I had a friend with a famous father. It struck me as strange that people were so excited about meeting him, because in person he was less interesting than her (possibly because he'd been pursued by too many fans and was sick of meeting people). People just walked up to him and told him how much they admired him and his work, but no one said that to her. I didn't tell her, “You're so fun, and I love your hair, and this spinach you made is really good,” even though I thought it every day.

When people die, we wish we had told them things like that.  And yet it's hard to say it in the course of everyday life.

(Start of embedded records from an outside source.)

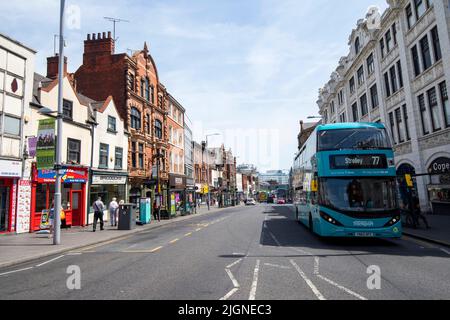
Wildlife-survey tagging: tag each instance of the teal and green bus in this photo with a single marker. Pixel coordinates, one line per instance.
(344, 182)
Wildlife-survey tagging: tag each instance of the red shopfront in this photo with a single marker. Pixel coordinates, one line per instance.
(73, 195)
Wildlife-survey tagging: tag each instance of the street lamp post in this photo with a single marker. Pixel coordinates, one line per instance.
(58, 206)
(207, 168)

What praise do we not give, and why?

One reason is the fear other people will think you're weird.  It's true that flattery can come off as creepy. But I think people can usually tell the difference between flattery and honest praise. And accepting weirdness is a good life skill.

Maybe hearing too much praise would make a person conceited after a while. But I think in most cases, it would just make them happier and better at being awesome. I love that as a social worker, I get to give my clients real criticism and real praise, because we're outside the normal realm of social interactions.

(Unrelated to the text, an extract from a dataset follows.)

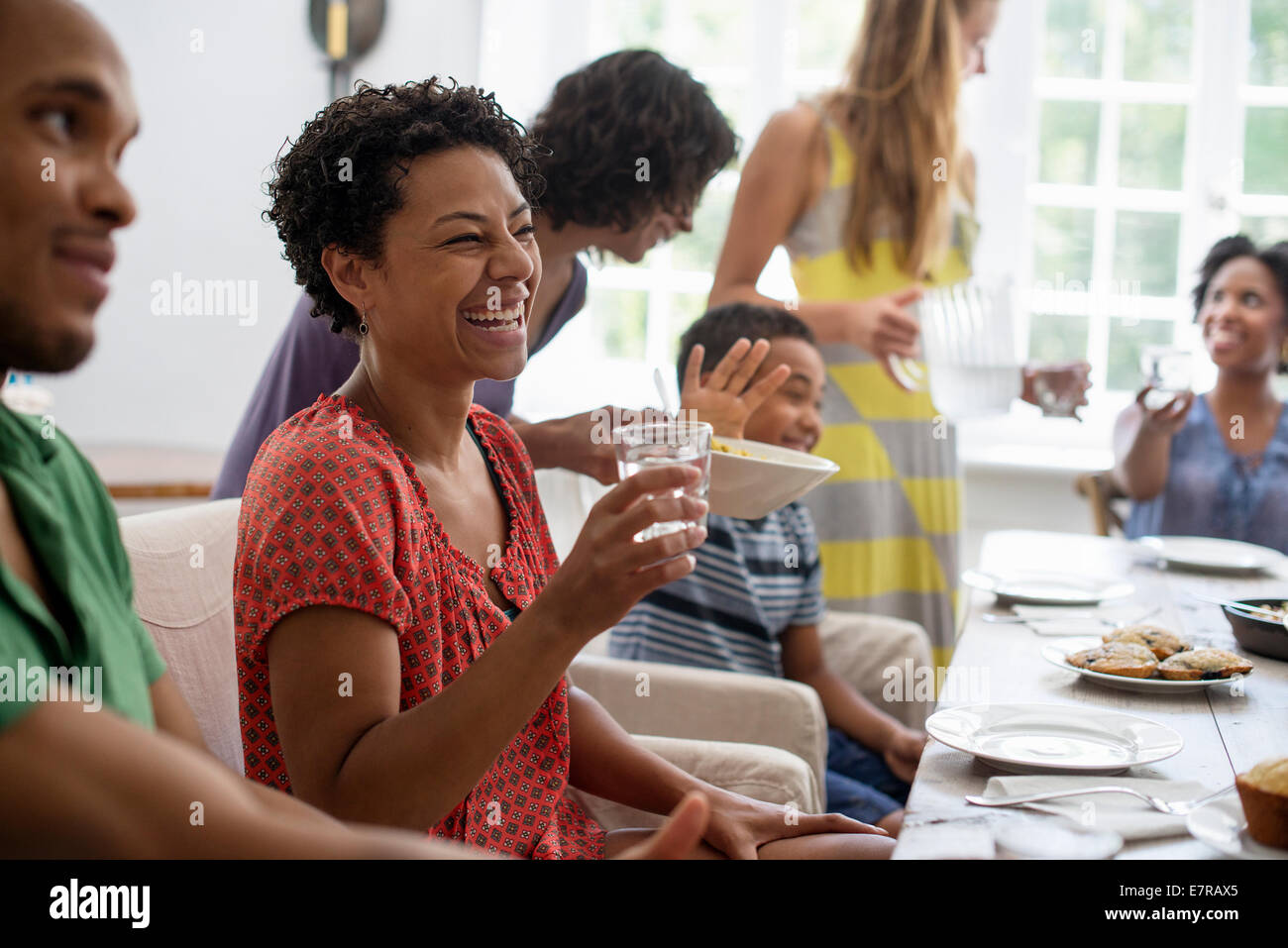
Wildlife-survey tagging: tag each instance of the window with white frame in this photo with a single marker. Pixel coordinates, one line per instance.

And the normal realm does not encourage this kind of thing.  It embraces irony, and geeky subcultures especially prize critique and verbal sparring (see also: Why Our Kind Can't Cooperate).  Which is fine, but that's not all there is to life.

So sometimes there's love and admiration that I don't have an easy outlet for.  It took years of angst before I gave myself permission to be in love with men who were not viable romantic partners. I kept trying to reconcile the love with the impossibility of acting on it. I finally realized I didn't have to act, and I also didn't have to squash the love. It was okay to give up hope and just love them.

With some of them I got to move on from the awkward-non-lover stage to real friendship, and that was great.  And one of them broke up with his girlfriend and married me, and that was pretty great too.

I try to push myself to tell people the things I love about them. It's scary, because there are probably situations where this could go wrong and people would be uncomfortable. But I'd like to move towards a culture where it's not weird.

For well you know that it's a fool
Who plays it cool
By making his world a little colder.
- Paul McCartney

1 comment:

Stephanie said...

Good post. Letting others know of our appreciation/admiration (that we often keep to ourselves) seems very important to me - thanks for the reminder.